China's AI funding slowdown aligns with the global VC investment decline. Yet, Chinese AI startups face unique challenges, with a drop in American venture capital amid U.S.-China tensions affecting growth in the internet sector. Investors grew cautious due to uncertainties around listing Chinese tech firms on U.S. stock markets.

The capital-intensive nature of AI startups, coupled with unproven business models, deters risk-averse local RMB funds. While some well-established Chinese AI startups secure significant funding, smaller players face conservative investors. Deep-pocketed tech giants lead China's equivalent of ChatGPT development, while less resourceful startups explore niche applications on open source or homegrown models.

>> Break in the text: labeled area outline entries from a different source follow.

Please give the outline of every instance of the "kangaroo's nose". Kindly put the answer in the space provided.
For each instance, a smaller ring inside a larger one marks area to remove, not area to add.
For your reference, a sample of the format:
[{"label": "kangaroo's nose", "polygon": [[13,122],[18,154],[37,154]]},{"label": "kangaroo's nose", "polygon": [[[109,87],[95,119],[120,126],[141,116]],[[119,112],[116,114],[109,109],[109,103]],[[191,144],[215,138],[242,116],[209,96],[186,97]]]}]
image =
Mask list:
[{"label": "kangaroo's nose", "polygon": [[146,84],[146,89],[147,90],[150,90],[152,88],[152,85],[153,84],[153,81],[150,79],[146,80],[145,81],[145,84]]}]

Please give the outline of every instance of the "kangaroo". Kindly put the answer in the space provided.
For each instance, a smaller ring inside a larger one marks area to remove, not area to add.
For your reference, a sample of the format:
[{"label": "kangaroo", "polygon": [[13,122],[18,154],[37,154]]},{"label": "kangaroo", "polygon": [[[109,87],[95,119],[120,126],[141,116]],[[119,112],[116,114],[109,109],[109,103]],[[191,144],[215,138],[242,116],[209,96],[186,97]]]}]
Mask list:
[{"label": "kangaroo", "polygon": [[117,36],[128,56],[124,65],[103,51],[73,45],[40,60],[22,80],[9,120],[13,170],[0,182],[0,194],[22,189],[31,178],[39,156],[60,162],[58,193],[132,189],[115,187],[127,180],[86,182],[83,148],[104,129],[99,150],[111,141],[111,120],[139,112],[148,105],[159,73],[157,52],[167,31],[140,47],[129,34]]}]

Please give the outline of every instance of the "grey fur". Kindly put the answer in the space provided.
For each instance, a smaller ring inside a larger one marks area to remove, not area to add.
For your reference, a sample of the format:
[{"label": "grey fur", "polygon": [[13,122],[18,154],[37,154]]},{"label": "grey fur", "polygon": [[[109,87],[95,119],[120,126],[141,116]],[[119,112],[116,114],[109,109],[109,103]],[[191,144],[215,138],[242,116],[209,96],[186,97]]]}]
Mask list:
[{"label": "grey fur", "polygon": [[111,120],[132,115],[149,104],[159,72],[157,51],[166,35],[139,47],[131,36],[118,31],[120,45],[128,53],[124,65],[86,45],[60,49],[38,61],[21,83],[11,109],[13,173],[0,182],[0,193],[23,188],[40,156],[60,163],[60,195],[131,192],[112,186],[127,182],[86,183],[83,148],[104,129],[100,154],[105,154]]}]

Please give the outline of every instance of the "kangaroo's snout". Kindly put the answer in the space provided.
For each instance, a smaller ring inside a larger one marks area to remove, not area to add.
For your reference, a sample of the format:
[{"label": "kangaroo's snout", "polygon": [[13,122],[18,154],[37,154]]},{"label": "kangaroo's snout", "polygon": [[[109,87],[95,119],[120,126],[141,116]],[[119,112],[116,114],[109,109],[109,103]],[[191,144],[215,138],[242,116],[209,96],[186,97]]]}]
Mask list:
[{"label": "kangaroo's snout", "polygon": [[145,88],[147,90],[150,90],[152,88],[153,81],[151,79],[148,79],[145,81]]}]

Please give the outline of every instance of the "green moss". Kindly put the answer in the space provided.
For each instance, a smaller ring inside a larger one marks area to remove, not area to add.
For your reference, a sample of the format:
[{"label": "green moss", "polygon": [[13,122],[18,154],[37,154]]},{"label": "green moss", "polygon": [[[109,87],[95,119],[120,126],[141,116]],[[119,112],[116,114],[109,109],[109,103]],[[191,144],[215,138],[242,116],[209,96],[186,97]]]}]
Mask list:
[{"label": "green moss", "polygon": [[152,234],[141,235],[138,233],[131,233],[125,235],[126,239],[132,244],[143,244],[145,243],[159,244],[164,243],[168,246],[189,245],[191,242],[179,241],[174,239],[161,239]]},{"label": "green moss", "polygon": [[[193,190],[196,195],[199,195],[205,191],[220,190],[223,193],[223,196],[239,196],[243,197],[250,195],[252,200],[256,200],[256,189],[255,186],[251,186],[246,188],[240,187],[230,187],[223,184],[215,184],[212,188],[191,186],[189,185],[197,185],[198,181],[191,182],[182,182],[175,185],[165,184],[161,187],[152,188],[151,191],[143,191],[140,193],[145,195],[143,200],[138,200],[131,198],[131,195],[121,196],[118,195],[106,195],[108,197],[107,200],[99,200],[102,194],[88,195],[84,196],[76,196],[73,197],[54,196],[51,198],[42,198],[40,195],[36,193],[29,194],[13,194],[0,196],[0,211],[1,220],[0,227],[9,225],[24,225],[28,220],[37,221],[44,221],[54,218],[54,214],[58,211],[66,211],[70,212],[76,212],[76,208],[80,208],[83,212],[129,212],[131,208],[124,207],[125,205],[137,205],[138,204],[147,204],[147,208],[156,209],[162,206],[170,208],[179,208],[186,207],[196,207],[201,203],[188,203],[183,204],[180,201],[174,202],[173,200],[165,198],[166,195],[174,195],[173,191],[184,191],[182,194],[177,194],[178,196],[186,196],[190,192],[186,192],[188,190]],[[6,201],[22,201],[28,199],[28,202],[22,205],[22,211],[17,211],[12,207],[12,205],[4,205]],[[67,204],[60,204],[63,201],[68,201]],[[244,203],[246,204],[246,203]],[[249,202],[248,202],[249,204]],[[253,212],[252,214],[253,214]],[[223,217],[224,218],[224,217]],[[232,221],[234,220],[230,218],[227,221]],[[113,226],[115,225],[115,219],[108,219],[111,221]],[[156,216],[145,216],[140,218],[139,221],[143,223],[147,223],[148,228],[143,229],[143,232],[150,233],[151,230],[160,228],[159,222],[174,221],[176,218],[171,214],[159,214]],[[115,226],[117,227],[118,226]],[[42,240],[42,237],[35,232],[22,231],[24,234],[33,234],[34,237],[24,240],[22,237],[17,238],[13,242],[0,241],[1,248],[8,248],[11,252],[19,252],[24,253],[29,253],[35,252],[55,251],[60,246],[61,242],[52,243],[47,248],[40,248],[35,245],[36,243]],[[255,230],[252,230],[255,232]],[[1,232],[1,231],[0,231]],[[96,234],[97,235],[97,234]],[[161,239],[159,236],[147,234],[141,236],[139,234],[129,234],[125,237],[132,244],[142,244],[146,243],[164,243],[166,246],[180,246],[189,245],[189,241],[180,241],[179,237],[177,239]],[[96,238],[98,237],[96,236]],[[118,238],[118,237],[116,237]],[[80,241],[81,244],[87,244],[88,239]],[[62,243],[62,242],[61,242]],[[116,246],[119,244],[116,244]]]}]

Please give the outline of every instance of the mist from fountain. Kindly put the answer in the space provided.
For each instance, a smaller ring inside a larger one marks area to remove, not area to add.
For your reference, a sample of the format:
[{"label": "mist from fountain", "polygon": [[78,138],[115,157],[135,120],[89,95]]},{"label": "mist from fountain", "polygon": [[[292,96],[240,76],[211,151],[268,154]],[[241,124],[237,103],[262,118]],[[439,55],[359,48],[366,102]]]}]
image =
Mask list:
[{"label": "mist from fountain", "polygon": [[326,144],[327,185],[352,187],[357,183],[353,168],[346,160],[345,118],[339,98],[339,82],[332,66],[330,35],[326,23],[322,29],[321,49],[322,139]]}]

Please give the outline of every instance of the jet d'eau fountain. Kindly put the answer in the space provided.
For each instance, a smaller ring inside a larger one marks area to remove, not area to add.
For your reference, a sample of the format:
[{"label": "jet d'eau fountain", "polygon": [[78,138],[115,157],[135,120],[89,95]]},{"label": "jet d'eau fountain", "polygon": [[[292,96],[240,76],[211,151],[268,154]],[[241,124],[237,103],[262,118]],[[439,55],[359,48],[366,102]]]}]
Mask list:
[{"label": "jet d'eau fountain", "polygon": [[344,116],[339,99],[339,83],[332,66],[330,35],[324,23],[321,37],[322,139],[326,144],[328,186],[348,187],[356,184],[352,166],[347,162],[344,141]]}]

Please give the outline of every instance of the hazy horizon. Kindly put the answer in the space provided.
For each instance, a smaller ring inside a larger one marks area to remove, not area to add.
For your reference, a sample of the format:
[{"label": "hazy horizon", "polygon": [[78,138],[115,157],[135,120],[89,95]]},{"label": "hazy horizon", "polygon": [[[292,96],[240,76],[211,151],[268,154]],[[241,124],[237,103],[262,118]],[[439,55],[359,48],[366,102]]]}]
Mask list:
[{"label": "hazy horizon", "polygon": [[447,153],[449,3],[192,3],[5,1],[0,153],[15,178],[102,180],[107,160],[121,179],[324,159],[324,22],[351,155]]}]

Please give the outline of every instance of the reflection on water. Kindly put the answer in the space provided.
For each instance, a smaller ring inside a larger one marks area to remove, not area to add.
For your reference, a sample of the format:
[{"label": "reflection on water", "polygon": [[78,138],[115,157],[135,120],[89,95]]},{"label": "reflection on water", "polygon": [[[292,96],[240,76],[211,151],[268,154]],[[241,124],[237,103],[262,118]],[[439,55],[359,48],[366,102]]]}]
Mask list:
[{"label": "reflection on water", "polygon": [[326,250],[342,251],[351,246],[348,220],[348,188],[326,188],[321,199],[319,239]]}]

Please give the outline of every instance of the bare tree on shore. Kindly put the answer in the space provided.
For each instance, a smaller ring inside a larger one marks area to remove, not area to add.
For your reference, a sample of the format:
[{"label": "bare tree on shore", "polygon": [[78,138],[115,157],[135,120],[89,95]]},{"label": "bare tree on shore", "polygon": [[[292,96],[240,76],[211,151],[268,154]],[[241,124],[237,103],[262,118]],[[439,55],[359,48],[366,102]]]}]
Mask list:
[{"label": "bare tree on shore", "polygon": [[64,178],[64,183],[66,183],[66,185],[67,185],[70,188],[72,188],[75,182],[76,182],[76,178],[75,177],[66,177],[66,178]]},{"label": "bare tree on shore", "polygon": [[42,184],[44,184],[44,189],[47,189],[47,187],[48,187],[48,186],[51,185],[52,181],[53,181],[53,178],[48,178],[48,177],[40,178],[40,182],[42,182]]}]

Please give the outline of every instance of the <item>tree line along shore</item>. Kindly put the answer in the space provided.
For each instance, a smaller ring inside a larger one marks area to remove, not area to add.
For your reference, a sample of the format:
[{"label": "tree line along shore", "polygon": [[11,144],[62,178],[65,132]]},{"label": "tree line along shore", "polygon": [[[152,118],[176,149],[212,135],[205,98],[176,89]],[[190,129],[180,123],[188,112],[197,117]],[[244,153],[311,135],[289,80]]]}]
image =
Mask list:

China's large language models face technological challenges amid an AI chip shortage exacerbated by the U.S.-China tech war. Strengthened regulations increase compliance costs for AI startups, hindering smaller players lacking financial and bureaucratic resources. Some shift focus to the global market, introducing different challenges such as navigating new user behavior and an internet ecosystem cut off from their home market.

In 2024, limited funding may lead to a reckoning for many AI startups in China. To attract foreign investment, especially from American institutions, startups need the right corporate structure, offshore data storage, and founders with foreign passports to address U.S. restrictions on China-related investments.